La sovrapposizione tra progettista e committente, ha permesso una progettazione a 360°, un connubio perfetto tra dimensione domestica e architettura da ammirare. A due passi da Piazza Vittorio, la casa si trova in via Giolitti, lungo la Stazione Termini. Le tre porte finestre del soggiorno e dello studio hanno come orizzonte il muro rivestito in Travertino, che ospita la torre di controllo che un tempo regolava la circolazione ferroviaria, disegnata nei primi del ‘900 da Angiolo Mazzoni:

“Affacciandosi dai balconcini, lo sguardo spazia da un lato sul Tempio di Minerva Medica e gli Horti Linciani, con i Castelli romani sullo sfondo, e dall’altro sulla piccola chiesa di Santa Bibiana, ricostruita da un giovanissimo Gian Lorenzo Bernini, che ogni volta appare come una piccola scialuppa di salvataggio che si fa largo tra i binari del treno e dietro cui si staglia il profilo imponente della torre idrica della stazione. Di sottofondo, il rumore dei treni che sfrecciano, il suono dei clacson che si mescola al fischio del Tranvétto, la pittoresca linea urbana che collega il centro con Centocelle… E così ci ricordiamo cosa ci ha spinto a venire a vivere qui: il mix sorprendente di caos e meraviglia, che sono l’essenza di Roma.” – racconta l’architetto Matteo Soddu.

L’appartamento era buio, angusto, con corridoi stretti e controsoffitti eccessivamente ribassati. La progettazione è partita dal bisogno di ampliare gli spazi, creando un open space centrale dedicato al living, ripristinando il soffitto originale con volte in mattoni e omogeneizzando gli ambienti con un pavimento neutro privo di texture. L’uso del colore definisce gli ambiti, minimizzando il numero delle porte e donando una sensazione di grande apertura e versatilità.

Il nucleo centrale, che nella disposizione precedente ospitava le camere da letto, è stato completamente svuotato, diventando il cuore pulsante del loft.

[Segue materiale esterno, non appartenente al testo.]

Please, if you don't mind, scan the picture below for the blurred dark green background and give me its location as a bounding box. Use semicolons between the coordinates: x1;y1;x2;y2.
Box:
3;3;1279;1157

A un’estremità, la cucina disegnata ad hoc è rivestita con due materiali a contrasto: l’acciaio dei cassettoni e del top, e la betulla dei pensili, delle colonne frigo e della dispensa. Un grande tavolo vintage con top a scacchi è perfetto per organizzare cene con i tanti amici e come quinta teatrale per il soggiorno.

L’area living, arredata con un divano in pelle nera, un coffee table e poltroncine da ufficio vintage, scovate in un mercatino delle pulci di Berlino, ospita una scaffalatura a giorno in metallo, incorniciata dalle casse audio rivestite in noce, che mostra la nutrita collezione di vinili della coppia. A rivelare il background da dj e organizzatori di serate dei proprietari, oltre al doppio senso del nome con il quale è stato ironicamente ribattezzato il progetto, la consolle attrezzata con mixer, piatti e cdj, realizzata in ferro e verniciata in polvere color ciliegia, che domina la parete longitudinale, sormontata dalla sagoma barocca della applique Chalk di Servomuto in puro lino bianco.

Il colore neutro delle pareti, che richiama i riflessi del sole sul travertino della stazione, dà risalto al soffitto a voltine di mattoni. Un diffusore d’aria a coni circolari e bocchette, si dipana come un fil rouge lungo l’appartamento. All’ingresso, la sua sezione circolare è ripresa prospetticamente da un punto luce al neon disegnato ad hoc che raffigura uno smile, manifesto dell’acid house — un ulteriore omaggio alla passione per la musica che lega i padroni di casa.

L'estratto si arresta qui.